Madame, ich heirathe! Ich selber brauche Alles, was ich habe. Hier lesen Sie die Adresse: An Wen! – Dabei hielt er sie ihr hin, was er zugleich aus der Absicht that, daß seine Bewerbung sogleich in der ganzen Stadt bekannt würde; und wenn sie bekannt wäre, Herr von Lafaille ihn nicht heimlich vor den Kopf stoßen könne und öffentlich es zu thun nicht wagen möchte.
Frau von Choiseul drückte die Augen davor zu, wünschte ihm tausend Segen und Erben auf tausend Jahre; doch harrte sie immer noch auf andere Antwort.
Doch Herr von Boissieux machte ihr mit der Hand das vornehme Zeichen der Entlassung.
Da brach sie in Thränen aus; ihre beiden kinderhaft jungen Töchter fielen ihm zu Füßen.
Er blieb ruhig stehen, lange genügliche Zeit ganz ruhig, bis sie von selbst wieder aufstunden, die Mutter umarmte sie, trocknete ihnen die Thränen ab, ward ganz wie betäubt und sie führten die Mutter hinaus.
Jetzt ließ sich der alte blinde Schweizerbaron, der arme Herr von Pfeuler, ein naher Anverwandter der Verstorbenen, durch einen Knaben bis in die schickliche Nähe von Herrn von Boissieux führen. Das letzte alte Hofkleid auf dem Leibe, an den Aermeln papierne Handmanschetten, den Degen an, den Hut unter dem Arme, setzte er seine außerordentlich ehrbaren Worte höchst ehrbar.
Dieselbe Frage.
Dieselbe Antwort.
Aber da der alte blinde Mann auch nicht wohl hörte, so bat er ceremoniös um Erlaubniß, daß ihm sein kleiner Valet à tout sie noch einmal laut sagen dürfe. Aber der durchtriebene Junge schrie sie so, daß sich Herr von Boissieux die Ohren davor zuhielt.
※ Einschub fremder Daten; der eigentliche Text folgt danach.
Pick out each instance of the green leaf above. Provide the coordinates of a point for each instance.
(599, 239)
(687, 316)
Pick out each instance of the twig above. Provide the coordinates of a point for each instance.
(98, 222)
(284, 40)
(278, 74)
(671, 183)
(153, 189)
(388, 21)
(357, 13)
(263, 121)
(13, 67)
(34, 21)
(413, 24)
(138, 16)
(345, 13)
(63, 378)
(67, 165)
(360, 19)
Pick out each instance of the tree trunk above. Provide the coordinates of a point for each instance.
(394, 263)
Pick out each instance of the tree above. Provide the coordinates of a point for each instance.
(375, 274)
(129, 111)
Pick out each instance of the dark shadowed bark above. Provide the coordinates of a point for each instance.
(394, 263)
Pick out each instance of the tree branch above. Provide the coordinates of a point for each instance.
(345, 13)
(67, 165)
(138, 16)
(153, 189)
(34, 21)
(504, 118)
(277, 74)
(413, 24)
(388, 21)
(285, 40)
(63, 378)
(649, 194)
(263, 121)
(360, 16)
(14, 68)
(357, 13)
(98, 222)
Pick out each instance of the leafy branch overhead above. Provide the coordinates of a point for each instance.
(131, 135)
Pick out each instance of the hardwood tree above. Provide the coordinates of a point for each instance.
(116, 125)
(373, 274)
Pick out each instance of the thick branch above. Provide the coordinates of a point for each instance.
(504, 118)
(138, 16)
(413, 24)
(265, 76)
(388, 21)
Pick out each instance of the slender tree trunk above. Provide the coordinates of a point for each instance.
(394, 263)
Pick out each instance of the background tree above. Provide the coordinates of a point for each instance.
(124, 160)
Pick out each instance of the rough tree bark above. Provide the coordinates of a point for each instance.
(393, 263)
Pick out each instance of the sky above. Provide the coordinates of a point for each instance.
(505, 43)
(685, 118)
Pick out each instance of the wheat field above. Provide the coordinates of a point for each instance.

Der alte Herr glaubte dennoch nicht recht gehört zu haben, wiederholte den Ausruf: Unmöglich, unmöglich! hörte noch einmal, fragte dann nur, ob er wirklich die Ehre hätte, vor Herrn von Boissieux zu stehen? und als ihm Sarotte das versichert, hob er das alte blasse Gesicht mit den rollenden Augen zum Himmel, stand eine Weile stumm, und auch dann noch höflich, empfahl er sich dankbar für die offene Auskunft und ließ sich von seinem kleinen Valet à tout hinausführen. Goran half dabei, aber nur um dem Knaben heimlich die zwei Louisd'or aus seinem Beutel »für den alten Edelmann« in die Hand zu stecken.
Der dritte Mensch trat vor, ein Barfüßermönch.
Dieselbe Frage im Namen des Klosters.
Da besprach Herr von Boissieux sich mit Coquart; darauf nahm er ein Röllchen mit 100 Louisd'or aus einem der Goldbeutel, hielt es über der offenen Hand des frommen Bruders und sprach: Messen für die Seele meiner guten Ménehoult werde ich bei meinem Tode stiften; aber könnt Ihr frommen Herren des Geisterreiches und Herrn des Himmels und seiner Thür für Todte bitten, wie viel mehr könnt Ihr den Lebenden Heil und Glück erflehen! Bitten Euch doch arme Weiber mit wenigen Sous darum, ihrem Manne glückliche Reise zur Messe, gute Geschäfte und glückliche Heimkehr vom Herrn der Heerscharen zu erflehen; o so leset mir hundert Messen, daß ich Segen habe – denn ich will heirathen. Hier leset! – Dabei hielt er auch ihm die Aufschrift des Anhaltungsschreibens hin.
Der fromme Bruder las, dankte, versprach es und ging.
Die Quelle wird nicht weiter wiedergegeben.